Binyam Yallew v. Loretta E. Lynch

649 F. App'x 559
CourtCourt of Appeals for the Ninth Circuit
DecidedMay 9, 2016
Docket13-72539
StatusUnpublished

This text of 649 F. App'x 559 (Binyam Yallew v. Loretta E. Lynch) is published on Counsel Stack Legal Research, covering Court of Appeals for the Ninth Circuit primary law. Counsel Stack provides free access to over 12 million legal documents including statutes, case law, regulations, and constitutions.

Bluebook
Binyam Yallew v. Loretta E. Lynch, 649 F. App'x 559 (9th Cir. 2016).

Opinion

MEMORANDUM **

Binyam Fancho Yallew, a native and citizen of Ethiopia, petitions for review of an order by the Board of Immigration Appeals (“BIA”) dismissing his appeal from an immigration judge’s order finding Yallew removable and denying his application under 8 U.S.C. § 1186a(c)(4)(B) for a waiver of the joint filing requirement to remove the conditional basis of his lawful permanent resident status. We have juris: diction under 8 U.S.C. § 1252. We review for substantial evidence the agency’s denial of the waiver, see Oropeza-Wong v. Gonzales, 406 F.3d 1135, 1147 (9th Cir.2005), and we grant.in part and deny in part the petition for review.
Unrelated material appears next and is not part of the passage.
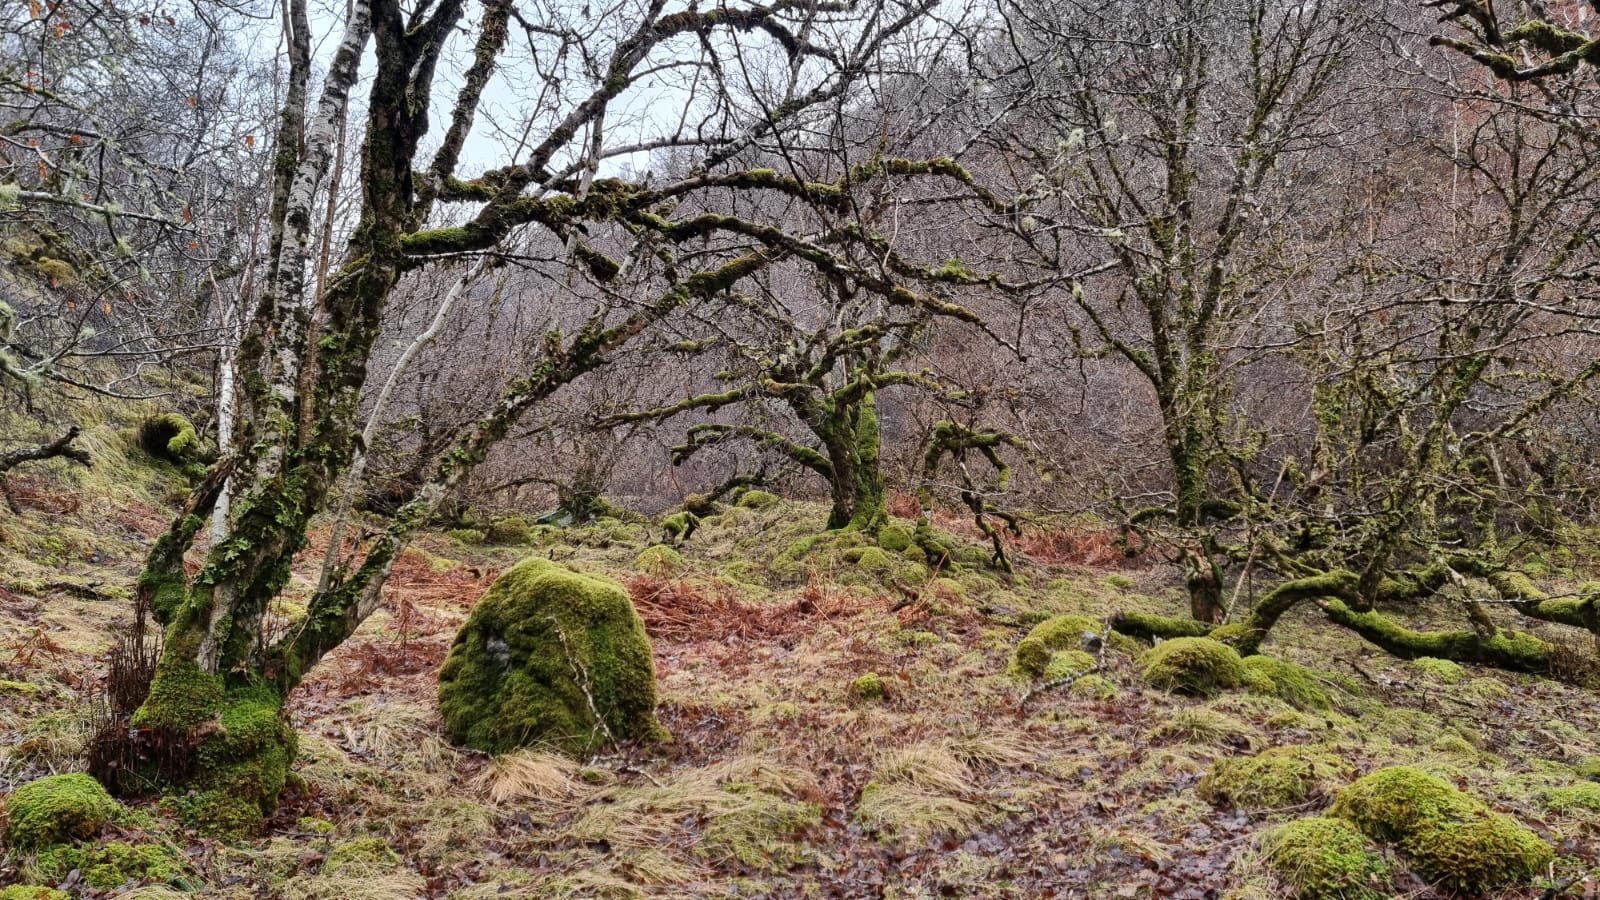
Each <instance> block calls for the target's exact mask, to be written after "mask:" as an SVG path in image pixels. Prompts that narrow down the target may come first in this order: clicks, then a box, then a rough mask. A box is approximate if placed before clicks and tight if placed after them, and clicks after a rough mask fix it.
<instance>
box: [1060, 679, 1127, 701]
mask: <svg viewBox="0 0 1600 900" xmlns="http://www.w3.org/2000/svg"><path fill="white" fill-rule="evenodd" d="M1067 693H1070V695H1074V697H1082V698H1085V700H1110V698H1114V697H1117V693H1118V690H1117V685H1115V684H1112V682H1109V681H1106V679H1104V677H1101V676H1098V674H1086V676H1083V677H1080V679H1077V681H1074V682H1072V687H1069V689H1067Z"/></svg>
In light of the competing evidence offered by Yallew and his ex-wife, we are not compelled to find that the BIA erred in finding Yallew less persuasive, nor that Yallew entered into the marriage in good faith. See 8 U.S.C. § 1186a(c)(4)(B); Oropeza-Wong, 406 F.3d at 1147-48. As the BIA noted, Yallew and his ex-wife lived together only briefly before Yallew relocated to the United States without her, the couple never significantly shared financial assets or liabilities, there was limited communication between them after Yallew moved to the United States, and they had no children. See 8 C.F.R. § 1216.5(e)(2); Oropeza-Wong, 406 F.3d at 1148. Therefore, substantial evidence supports the BIA’s-conclusion that Yallew did not marry with the intent of establishing a life with his ex-wife at the time they were married. See Damon v. Ashcroft, 360 F.3d 1084, 1088 (9th Cir.2004).
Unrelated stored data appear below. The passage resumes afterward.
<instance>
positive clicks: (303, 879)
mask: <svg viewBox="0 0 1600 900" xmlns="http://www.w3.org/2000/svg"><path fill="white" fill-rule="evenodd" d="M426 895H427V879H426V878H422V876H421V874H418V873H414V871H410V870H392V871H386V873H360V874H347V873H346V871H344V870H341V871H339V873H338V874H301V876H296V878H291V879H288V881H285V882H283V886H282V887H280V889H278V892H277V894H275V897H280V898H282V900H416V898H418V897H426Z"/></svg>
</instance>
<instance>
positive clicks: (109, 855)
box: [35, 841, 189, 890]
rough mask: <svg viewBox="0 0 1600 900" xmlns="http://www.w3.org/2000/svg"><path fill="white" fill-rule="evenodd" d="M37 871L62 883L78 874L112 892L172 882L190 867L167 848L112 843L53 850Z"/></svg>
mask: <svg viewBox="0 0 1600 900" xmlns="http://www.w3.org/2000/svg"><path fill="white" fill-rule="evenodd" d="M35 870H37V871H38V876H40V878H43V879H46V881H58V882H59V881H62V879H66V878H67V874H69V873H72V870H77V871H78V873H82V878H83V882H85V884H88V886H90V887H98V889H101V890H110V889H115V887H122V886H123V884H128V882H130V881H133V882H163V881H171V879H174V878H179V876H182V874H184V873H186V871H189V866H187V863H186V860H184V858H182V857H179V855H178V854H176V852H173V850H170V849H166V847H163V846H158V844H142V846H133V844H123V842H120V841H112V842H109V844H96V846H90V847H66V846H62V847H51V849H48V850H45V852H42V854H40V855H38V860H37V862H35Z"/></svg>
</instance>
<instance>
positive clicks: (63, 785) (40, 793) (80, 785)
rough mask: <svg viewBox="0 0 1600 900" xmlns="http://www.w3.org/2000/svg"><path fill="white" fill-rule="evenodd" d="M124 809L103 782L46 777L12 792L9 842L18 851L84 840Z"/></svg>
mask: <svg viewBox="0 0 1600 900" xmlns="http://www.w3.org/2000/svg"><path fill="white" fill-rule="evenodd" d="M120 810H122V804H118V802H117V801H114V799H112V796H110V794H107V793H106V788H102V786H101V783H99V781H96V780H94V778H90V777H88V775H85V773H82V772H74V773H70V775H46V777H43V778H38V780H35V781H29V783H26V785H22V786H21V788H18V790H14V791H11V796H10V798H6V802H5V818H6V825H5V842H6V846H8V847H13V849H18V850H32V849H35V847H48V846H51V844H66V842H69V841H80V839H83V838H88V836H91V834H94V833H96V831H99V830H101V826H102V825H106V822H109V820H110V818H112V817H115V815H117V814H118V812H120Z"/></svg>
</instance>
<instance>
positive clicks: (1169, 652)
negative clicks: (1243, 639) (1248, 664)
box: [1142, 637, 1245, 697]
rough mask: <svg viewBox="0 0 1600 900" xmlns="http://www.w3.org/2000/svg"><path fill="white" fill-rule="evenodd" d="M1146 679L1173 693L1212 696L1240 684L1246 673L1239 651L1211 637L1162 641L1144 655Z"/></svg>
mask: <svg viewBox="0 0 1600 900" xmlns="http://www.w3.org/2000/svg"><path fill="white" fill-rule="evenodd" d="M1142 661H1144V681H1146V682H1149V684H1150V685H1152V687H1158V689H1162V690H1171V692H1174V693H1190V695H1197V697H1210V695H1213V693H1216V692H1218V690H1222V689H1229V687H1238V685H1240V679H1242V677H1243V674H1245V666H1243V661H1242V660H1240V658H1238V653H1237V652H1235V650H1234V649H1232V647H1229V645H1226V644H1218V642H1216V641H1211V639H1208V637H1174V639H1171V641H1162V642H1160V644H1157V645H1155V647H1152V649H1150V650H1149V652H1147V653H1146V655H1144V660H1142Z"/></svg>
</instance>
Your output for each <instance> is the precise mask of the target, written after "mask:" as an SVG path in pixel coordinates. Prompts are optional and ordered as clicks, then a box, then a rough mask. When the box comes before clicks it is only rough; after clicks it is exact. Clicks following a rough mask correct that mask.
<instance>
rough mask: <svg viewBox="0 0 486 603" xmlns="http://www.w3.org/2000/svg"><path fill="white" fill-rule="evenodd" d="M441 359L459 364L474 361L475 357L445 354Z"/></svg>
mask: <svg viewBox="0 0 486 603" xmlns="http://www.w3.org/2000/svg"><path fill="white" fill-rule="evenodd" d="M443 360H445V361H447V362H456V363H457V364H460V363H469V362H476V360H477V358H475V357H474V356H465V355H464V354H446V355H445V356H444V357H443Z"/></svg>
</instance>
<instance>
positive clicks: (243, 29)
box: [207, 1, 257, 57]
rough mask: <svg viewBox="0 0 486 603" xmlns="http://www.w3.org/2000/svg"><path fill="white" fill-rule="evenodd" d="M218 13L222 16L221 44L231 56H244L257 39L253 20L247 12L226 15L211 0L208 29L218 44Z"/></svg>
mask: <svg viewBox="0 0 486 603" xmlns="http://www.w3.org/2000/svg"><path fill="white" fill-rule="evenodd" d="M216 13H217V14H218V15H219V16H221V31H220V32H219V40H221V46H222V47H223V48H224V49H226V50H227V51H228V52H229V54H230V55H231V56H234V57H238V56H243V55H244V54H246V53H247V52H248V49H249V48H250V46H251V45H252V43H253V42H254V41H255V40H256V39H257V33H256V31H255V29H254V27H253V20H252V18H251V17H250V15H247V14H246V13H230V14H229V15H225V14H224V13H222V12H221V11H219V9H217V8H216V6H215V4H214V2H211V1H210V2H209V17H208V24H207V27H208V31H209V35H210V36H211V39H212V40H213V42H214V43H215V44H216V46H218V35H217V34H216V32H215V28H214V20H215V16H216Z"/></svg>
Nevertheless, the parties agree that a limited remand is appropriate for the BIA to reconsider its holding that Yallew’s grant of voluntary departure automatically terminated. We thus grant Yallew’s petition in limited part and deny it in all other respects. 1

PETITION GRANTED IN PART AND DENIED IN PART. The parties shall bear their own costs on appeal.

**

This disposition is not appropriate for publication and is not precedent except as provided by 9th Cir. R. 36-3.

1

. In light of Yallew's concession, we do not reach the question of whether he may be eligible for a waiver of the joint filing requirement for reasons of extreme hardship.